By Tim Cocks and Laurent Prieur
ABIDJAN/NOUAKCHOTT (Reuters) - Ivory Coast's Laurent Gbagbo has paid over 60 percent of civil servant salaries, his government said on Friday, suggesting Western sanctions meant to starve him of funds and force him to leave have not had full effect.
The north of the country, which mostly supports Gbagbo's opponent Alassane Ouattara, remained without electricity and water service, but a week of clashes between supporters of the two rivals appeared to have eased.
There was little hope for African leaders meeting in Mauritania on Friday to quickly resolve the crisis, but one delegation member said the panel had the basis for agreement, following clear splits in opinions over what to do.
The world's top cocoa grower has been paralysed by Gbagbo's refusal to step down after a November election that internationally certified results showed Ouattara had won. The United Nations says at least 365 people have been killed and hundreds of thousands have fled their homes as a result.
Some 200,000 have left the Abidjan neighbourhood of Abobo alone during days of urban warfare last week. International cocoa futures have been regularly breaking new 32-year highs on supply fears due to the violence.
Gbagbo's government in a statement late on Thursday said it had paid the salaries of more than 60,000 civil servants, or about 62 percent of the salary roll.
As part of broader efforts to show the situation was under control, his government also opened the recently nationalised local unit of BNP Paribas, and customers rushed to withdraw cash that has dried up as the banking sector collapsed in recent weeks.
There have been two days of relative calm in the main city Abidjan and elsewhere after outbreaks of fighting led to warnings of a return to full-blown civil war.
But a Reuters witness in the north, which has been run by rebels since a 2002-3 war, said the region remained without water and electricity since it was cut off on February 28.
"This situation is desperate," student Thierry Konan, 30, who lives in the main rebel-held city of Bouake, said.
A U.N. source said the world body's mission had been told that pro-Gbagbo forces had ordered the electricity company at the Kossou Dam, near the capital, Yamoussoukro, to cut power to the north.
"All the CNO (rebel-held centre, north and west) zone is today in a state of acute humanitarian crisis," said Michel Zorro, special advisor to the rebel administration on humanitarian affairs. "All the hospitals, all the clinics are in a state of dysfunction. Women and children are dying."
The spokesman for Gbagbo's government was unavailable for comment but said on Thursday it was having to reduce consumption of electricity due to sanctions imposed on it.
AFRICAN DIPLOMACY, DIVISIONS
In a sign Gbagbo was worried about fuel supplies, state TV announced this week a ban on filling jerrycans with petrol.
The U.N. High Commissioner for Human Rights warned that there was "increasing evidence that both sides are involved in human rights abuses, including rapes, abductions and killings."
The leaders of South Africa, Chad, Burkina Faso and Tanzania met in Mauritania for talks on Ivory Coast on Friday.
Expectations are low after divisions between African leaders over the crisis but one diplomat was more upbeat.
"Today there is a basis for an agreement within the high level panel.
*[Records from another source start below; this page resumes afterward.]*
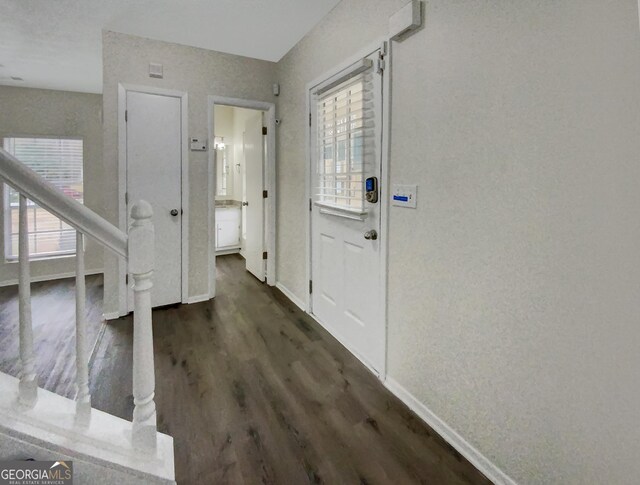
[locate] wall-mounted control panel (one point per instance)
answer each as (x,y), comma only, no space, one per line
(198,145)
(371,190)
(404,196)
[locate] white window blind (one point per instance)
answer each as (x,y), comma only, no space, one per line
(59,161)
(345,143)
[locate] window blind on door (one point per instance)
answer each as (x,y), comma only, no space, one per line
(345,141)
(60,162)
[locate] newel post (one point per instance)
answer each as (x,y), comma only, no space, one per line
(141,259)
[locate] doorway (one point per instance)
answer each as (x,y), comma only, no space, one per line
(347,204)
(241,141)
(154,170)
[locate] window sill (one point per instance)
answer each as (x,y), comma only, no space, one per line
(332,210)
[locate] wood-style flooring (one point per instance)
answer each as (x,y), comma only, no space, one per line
(252,389)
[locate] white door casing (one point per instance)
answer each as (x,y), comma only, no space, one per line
(254,183)
(346,269)
(154,174)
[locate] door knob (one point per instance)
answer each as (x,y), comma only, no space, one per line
(371,235)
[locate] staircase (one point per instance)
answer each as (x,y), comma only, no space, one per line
(42,425)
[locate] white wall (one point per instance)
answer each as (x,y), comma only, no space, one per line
(200,73)
(514,288)
(25,111)
(224,127)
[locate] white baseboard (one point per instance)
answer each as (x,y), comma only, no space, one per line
(197,299)
(297,301)
(477,459)
(57,276)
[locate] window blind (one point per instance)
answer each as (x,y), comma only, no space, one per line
(60,162)
(345,142)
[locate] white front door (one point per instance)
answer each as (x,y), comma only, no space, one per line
(346,286)
(154,174)
(254,184)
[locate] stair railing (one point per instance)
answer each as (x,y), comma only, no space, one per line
(136,248)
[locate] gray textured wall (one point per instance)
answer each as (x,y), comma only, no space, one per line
(25,111)
(514,288)
(200,73)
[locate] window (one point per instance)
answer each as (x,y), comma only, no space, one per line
(344,118)
(59,161)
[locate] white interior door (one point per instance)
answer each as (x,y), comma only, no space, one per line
(345,256)
(154,174)
(254,183)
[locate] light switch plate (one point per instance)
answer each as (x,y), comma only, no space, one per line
(198,145)
(404,196)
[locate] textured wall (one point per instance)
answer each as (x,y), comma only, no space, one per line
(200,73)
(520,122)
(26,111)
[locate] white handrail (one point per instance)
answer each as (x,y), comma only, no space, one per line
(83,219)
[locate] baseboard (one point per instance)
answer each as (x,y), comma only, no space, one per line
(58,276)
(294,299)
(197,299)
(477,459)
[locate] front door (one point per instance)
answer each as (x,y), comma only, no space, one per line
(254,200)
(154,174)
(346,286)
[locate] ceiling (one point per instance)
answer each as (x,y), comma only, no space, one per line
(57,44)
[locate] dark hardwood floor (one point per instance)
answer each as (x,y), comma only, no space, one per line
(251,388)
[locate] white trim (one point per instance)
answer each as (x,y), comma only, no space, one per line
(53,277)
(269,182)
(353,70)
(289,294)
(381,44)
(123,88)
(197,299)
(477,459)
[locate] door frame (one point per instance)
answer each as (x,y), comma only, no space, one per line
(123,89)
(383,44)
(269,170)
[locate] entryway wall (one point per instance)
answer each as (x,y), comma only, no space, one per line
(513,287)
(199,73)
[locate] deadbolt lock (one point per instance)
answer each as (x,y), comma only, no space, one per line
(371,235)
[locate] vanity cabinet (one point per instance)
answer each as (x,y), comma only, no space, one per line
(228,224)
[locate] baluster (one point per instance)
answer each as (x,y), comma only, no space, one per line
(141,259)
(28,388)
(83,398)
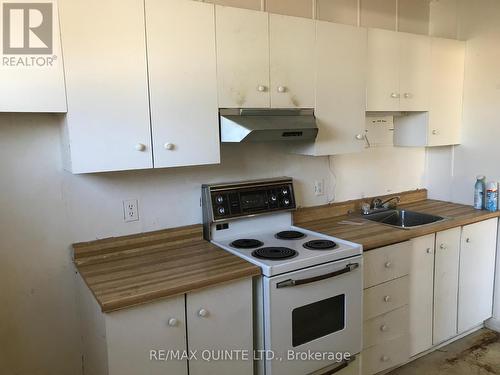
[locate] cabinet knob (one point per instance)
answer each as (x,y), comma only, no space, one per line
(202,313)
(359,137)
(172,322)
(140,147)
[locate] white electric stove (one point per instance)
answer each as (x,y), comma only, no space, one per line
(309,298)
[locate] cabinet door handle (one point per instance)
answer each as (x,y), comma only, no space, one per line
(172,322)
(140,147)
(202,313)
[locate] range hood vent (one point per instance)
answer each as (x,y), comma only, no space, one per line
(263,125)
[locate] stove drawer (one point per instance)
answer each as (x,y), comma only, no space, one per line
(386,327)
(385,356)
(385,297)
(386,263)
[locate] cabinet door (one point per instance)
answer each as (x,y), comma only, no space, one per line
(242,58)
(340,88)
(421,293)
(135,335)
(446,285)
(108,125)
(414,72)
(447,80)
(220,319)
(32,87)
(292,61)
(182,82)
(383,70)
(477,273)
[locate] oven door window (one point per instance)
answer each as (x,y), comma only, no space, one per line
(318,319)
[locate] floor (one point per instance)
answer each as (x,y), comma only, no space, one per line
(476,354)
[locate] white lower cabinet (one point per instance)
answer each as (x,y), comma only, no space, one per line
(210,321)
(477,273)
(446,285)
(421,293)
(219,320)
(134,334)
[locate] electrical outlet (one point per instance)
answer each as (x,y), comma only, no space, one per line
(130,210)
(319,187)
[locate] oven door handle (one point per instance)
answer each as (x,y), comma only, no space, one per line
(342,365)
(291,282)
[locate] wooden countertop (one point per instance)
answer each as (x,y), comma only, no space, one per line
(132,270)
(373,235)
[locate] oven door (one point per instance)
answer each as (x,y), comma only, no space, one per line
(315,310)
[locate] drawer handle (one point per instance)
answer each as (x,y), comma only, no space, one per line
(290,282)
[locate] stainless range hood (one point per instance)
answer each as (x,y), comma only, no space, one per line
(262,125)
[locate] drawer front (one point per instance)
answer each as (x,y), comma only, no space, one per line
(382,357)
(385,297)
(386,263)
(386,327)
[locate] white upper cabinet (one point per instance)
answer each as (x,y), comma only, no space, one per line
(414,58)
(340,65)
(182,82)
(383,71)
(108,125)
(292,41)
(477,274)
(32,80)
(398,75)
(447,81)
(242,58)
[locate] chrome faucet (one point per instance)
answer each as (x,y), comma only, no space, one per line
(377,205)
However we must finalise our decision before tonight," the diplomat added, asking not to be named.
Another diplomat said this was the AU's "last chance."
The panel is due to arrive in Abidjan on Saturday.
The International Crisis Group think-tank has warned that the most likely scenario is a return to armed conflict that risks dragging in regional armies, led by Burkina Faso, which has openly supported Ouattara as the elected president.
The ICG called on West African leaders, under regional grouping ECOWAS, to retake leadership in resolving the crisis.